Hatred for fondant isn’t new. A Reddit subforum started in 2015 called FondantHate has more than 150,000 members. But what if there was more to this current bubbling-up of fondant loathing than just the Internet’ s love of a food supervillain (see: pineapple pizza and the Aperol Spritz)? Is fondant a proxy for … something else?
Cookbook author Shauna Sever sees a deeper symbolism at play.
This week, Sever joined the anti-fondant chorus, posting a terse evaluation of the confection: “Fondant is rolled-out circus peanut,” she tweeted. That evocation of the spongy nostalgic candy was funny, and the tweet got dozens of likes. But in an interview, Sever had a more nuanced take. Fondant and all its artifice, she says, are seriously out of step with our times.
“After quarantine, we want brown food, we don’t want a hot-pink unicorn on top of our cake,” she says. “These days, I just want an un-iced slice of cake, and I want to eat it on a napkin. Because the world might end, and I don’t want to spend my last moments washing food coloring off my fingers.”
Perhaps fondant is exactly what we don’t need these days. It’s fussy. It is often found at tented weddings and big birthday bashes, and those are relics of the Before Times. Fondant might be the Real Housewife of the confectioner’s pantry: pallid and smooth; nothing but surface.
Tiffany MacIsaac, the owner of Washington’s Buttercream Bakeshop maintains that fondant is merely misunderstood. “I’ve never got all the fondant hate,” she says. “Because, the thing is, you peel it off!”
She allowed that “super-overdesigned” cakes might contain more fondant than is appetizing, but standard wedding cakes might only be covered with 1/8 of an inch of it. And below that, there’s delicious buttercream frosting or ganache on the outside of the cake.
Brides will often initially insist that they don’t want it on their wedding cakes. “There’s a stigma about it,” MacIsaac says. But inevitably, when she asks to see inspiration images of what they’d like, many of them will incorporate the substance.
Vallery Lomas, a winner of “The Great American Baking Show” and the author of an upcoming cookbook, similarly doesn’t get what it is about fondant that riles people up. “I mean, no one is complaining about muffin paper liners,” she says, even though they have to peel them off their baked goods, just like the reviled fondant.
That fondant exists to be discarded, though, is exactly its problem, Sever says. “It’s excess,” she says. “We are living in a brass-tacks time where we’ve spent months stripping down and getting rid of what we don’t need.”

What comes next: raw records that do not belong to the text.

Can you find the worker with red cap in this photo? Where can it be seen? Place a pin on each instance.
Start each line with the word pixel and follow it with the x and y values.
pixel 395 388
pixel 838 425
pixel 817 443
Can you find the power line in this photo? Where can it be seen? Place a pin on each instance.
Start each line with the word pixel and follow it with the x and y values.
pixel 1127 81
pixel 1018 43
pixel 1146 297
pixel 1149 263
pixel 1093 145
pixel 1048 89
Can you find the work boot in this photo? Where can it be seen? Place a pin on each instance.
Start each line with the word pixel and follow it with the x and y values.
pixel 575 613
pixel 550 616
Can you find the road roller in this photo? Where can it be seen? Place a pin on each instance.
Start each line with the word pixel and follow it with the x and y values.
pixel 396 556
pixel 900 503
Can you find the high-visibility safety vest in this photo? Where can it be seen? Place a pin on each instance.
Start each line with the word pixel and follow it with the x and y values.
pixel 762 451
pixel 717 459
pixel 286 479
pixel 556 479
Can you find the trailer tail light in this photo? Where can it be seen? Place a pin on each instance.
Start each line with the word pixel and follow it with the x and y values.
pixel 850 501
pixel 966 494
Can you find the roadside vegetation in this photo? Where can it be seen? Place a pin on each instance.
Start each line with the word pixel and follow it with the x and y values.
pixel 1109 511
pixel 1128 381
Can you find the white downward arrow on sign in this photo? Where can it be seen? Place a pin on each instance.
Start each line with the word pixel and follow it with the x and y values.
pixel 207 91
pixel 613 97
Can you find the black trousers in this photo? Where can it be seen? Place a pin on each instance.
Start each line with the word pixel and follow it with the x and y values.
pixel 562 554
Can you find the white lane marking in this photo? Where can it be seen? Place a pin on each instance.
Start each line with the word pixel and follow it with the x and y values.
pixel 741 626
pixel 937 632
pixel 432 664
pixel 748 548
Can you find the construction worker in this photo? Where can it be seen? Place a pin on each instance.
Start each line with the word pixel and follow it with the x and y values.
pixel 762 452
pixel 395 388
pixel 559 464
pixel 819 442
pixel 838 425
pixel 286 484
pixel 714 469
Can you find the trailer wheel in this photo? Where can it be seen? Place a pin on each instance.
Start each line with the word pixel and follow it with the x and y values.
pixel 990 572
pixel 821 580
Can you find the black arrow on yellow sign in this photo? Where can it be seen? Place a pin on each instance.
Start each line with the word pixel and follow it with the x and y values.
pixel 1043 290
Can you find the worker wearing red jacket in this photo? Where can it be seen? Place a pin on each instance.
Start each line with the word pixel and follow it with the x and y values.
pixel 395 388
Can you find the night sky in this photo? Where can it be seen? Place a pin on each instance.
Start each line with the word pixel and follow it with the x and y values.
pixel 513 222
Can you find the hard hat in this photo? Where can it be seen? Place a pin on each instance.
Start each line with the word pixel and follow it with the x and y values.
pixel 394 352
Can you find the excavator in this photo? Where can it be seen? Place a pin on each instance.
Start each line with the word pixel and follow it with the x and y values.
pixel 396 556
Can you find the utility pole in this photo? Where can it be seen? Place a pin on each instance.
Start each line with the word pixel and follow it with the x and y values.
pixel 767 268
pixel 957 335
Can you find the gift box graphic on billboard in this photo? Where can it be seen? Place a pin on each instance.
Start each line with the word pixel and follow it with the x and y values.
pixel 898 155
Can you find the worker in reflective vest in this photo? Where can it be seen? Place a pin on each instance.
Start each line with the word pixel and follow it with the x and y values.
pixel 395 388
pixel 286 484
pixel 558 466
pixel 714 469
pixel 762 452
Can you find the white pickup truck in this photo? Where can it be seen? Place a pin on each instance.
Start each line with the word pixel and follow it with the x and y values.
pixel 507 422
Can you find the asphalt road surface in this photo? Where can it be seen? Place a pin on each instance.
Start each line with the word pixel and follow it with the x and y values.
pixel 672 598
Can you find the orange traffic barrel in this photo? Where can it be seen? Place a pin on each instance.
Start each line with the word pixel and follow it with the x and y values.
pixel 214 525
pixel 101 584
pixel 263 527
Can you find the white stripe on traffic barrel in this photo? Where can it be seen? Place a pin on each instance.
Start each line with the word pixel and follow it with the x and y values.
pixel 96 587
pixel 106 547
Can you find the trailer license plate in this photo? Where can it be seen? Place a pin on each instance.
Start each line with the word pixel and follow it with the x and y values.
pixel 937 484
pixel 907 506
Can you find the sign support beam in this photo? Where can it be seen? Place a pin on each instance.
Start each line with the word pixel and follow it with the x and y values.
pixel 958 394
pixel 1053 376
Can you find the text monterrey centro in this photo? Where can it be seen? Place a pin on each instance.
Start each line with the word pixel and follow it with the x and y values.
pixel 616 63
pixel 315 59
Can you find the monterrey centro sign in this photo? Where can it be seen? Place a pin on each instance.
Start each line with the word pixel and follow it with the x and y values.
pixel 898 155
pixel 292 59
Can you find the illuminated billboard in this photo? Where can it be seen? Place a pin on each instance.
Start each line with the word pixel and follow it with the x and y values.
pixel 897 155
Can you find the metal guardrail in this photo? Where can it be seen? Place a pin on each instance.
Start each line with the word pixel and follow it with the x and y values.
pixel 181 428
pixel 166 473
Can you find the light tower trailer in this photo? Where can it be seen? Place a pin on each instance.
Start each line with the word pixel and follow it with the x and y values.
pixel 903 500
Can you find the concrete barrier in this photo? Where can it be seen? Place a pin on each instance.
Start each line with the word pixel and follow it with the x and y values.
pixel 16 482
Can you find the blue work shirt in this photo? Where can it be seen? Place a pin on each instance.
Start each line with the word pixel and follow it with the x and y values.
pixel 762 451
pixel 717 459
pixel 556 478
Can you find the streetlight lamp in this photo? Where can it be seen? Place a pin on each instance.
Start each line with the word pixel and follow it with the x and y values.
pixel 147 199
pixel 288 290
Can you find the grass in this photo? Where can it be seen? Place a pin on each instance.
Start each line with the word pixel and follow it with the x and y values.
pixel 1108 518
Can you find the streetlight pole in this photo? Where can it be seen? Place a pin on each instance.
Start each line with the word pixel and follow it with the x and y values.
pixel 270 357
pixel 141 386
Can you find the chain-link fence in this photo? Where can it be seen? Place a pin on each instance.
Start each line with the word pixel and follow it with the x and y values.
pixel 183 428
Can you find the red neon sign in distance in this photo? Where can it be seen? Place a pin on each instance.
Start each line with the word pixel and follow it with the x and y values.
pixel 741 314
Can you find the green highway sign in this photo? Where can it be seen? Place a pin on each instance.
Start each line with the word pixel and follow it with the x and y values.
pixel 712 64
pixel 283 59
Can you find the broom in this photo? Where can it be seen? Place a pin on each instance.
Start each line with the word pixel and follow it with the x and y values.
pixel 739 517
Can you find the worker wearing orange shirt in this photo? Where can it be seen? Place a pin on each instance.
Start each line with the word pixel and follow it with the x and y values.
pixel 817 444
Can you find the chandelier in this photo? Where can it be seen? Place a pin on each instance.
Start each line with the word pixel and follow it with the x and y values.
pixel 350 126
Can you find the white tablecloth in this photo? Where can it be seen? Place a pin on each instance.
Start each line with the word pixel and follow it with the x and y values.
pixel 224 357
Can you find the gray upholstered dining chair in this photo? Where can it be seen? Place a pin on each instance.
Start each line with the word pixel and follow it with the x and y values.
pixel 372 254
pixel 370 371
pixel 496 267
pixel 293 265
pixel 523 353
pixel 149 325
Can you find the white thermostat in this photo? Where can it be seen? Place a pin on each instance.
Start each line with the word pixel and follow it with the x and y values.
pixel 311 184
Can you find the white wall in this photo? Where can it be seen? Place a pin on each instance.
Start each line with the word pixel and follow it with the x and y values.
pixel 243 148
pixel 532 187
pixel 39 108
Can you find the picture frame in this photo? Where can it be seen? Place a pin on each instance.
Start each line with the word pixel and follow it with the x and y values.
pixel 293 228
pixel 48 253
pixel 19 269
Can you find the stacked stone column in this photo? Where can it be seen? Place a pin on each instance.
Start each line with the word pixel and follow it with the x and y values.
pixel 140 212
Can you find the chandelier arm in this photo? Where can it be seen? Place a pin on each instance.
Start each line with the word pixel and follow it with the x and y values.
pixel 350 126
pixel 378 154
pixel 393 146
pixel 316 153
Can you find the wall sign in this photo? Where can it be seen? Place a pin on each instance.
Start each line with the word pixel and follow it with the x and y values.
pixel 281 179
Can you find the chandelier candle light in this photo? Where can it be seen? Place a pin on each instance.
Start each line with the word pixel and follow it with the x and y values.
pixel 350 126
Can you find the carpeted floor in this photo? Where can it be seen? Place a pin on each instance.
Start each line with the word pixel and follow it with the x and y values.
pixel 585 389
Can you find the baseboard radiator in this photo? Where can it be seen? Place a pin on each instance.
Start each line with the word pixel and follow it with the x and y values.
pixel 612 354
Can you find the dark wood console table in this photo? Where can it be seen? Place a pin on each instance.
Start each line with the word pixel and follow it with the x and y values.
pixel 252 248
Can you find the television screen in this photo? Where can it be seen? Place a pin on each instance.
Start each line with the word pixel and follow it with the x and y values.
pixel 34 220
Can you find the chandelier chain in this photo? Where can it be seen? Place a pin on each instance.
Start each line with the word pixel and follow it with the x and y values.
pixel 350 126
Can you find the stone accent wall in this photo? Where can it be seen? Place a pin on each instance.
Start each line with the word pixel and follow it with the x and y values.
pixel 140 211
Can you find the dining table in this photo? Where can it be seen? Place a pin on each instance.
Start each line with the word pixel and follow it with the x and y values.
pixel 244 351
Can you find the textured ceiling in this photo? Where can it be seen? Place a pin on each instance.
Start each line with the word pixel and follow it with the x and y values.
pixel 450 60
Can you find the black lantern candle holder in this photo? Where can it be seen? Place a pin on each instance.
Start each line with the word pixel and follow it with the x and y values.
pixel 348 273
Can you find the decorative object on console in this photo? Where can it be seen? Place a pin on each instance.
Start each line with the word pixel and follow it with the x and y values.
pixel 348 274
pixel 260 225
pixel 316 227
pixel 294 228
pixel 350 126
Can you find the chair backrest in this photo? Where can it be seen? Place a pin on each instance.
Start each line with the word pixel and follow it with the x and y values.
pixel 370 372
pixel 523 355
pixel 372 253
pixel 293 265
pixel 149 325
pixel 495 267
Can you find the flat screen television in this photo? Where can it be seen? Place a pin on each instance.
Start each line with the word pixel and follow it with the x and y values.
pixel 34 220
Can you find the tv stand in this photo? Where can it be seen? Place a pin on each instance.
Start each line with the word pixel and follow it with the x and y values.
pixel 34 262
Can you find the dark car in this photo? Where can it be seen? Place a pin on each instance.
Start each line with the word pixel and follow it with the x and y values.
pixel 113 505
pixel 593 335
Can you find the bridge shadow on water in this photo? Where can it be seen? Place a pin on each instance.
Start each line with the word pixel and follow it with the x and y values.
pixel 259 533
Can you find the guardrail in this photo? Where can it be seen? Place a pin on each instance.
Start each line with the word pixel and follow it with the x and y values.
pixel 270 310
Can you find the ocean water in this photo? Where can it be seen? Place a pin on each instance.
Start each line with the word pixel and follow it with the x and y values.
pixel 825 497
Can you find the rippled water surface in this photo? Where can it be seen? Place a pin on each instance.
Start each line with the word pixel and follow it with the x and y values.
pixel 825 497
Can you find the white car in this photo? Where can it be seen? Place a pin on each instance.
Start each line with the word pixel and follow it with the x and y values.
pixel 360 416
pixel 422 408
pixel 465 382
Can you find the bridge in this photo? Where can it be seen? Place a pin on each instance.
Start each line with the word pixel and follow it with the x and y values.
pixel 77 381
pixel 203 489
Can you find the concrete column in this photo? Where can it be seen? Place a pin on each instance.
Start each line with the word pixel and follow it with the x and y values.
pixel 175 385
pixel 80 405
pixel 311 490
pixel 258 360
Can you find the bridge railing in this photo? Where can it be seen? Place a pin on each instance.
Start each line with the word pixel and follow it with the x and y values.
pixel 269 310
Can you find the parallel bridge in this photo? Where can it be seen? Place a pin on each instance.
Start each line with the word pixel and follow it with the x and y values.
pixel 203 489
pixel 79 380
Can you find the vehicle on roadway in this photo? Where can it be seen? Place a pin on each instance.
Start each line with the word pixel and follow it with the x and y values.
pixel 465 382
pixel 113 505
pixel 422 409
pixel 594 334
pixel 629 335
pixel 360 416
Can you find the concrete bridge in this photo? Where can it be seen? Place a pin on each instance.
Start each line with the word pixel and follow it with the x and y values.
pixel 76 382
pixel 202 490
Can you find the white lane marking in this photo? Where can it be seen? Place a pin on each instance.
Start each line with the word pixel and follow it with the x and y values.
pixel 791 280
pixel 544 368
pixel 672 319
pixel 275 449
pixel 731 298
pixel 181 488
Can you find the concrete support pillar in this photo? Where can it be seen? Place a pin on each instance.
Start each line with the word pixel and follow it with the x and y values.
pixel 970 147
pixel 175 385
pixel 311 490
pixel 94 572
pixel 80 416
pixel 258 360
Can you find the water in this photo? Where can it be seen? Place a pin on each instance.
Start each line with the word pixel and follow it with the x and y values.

Lomas isn’t about to disagree with those who liken fondant to Play-Doh. But she turns this construction around: What if that’s actually a good thing? Home cooks in quarantine might enjoy making and playing with it, she suggests. “There’s something special about working with it — it’s actually more fun working with it than eating it,” she says.
And MacIsaac implores the fondant haters to consider a few things before piling on the bandwagon. Most of the pastry chefs and bakers who specialize in creating the dazzling cakes for weddings and birthdays are out of work right now. Demand for cakes that feed 200 people isn’t coming back anytime soon, she notes.
People who are sharing their fondant-draped creations on social media are mostly doing this for fun, she notes, out of their homes, to entertain the rest of us housebound social media scrollers.
When we do finally emerge from lockdowns and all those festivities resume, fondant will still be there to greet us, which actually might be the reassuring thought we do need right now. While other institutions might fall away, sugar-draped cakes will survive, says Charleston, S.C., corporate chef Kimberly Brock Brown. She’s certain that clients will still want what they’ve always wanted: Women will ask for cakes in the shapes of high-heeled shoes and purses. Grooms will want their wedding confections molded into Corvettes and fish.
“That’s just not going anywhere,” Brock Brown says.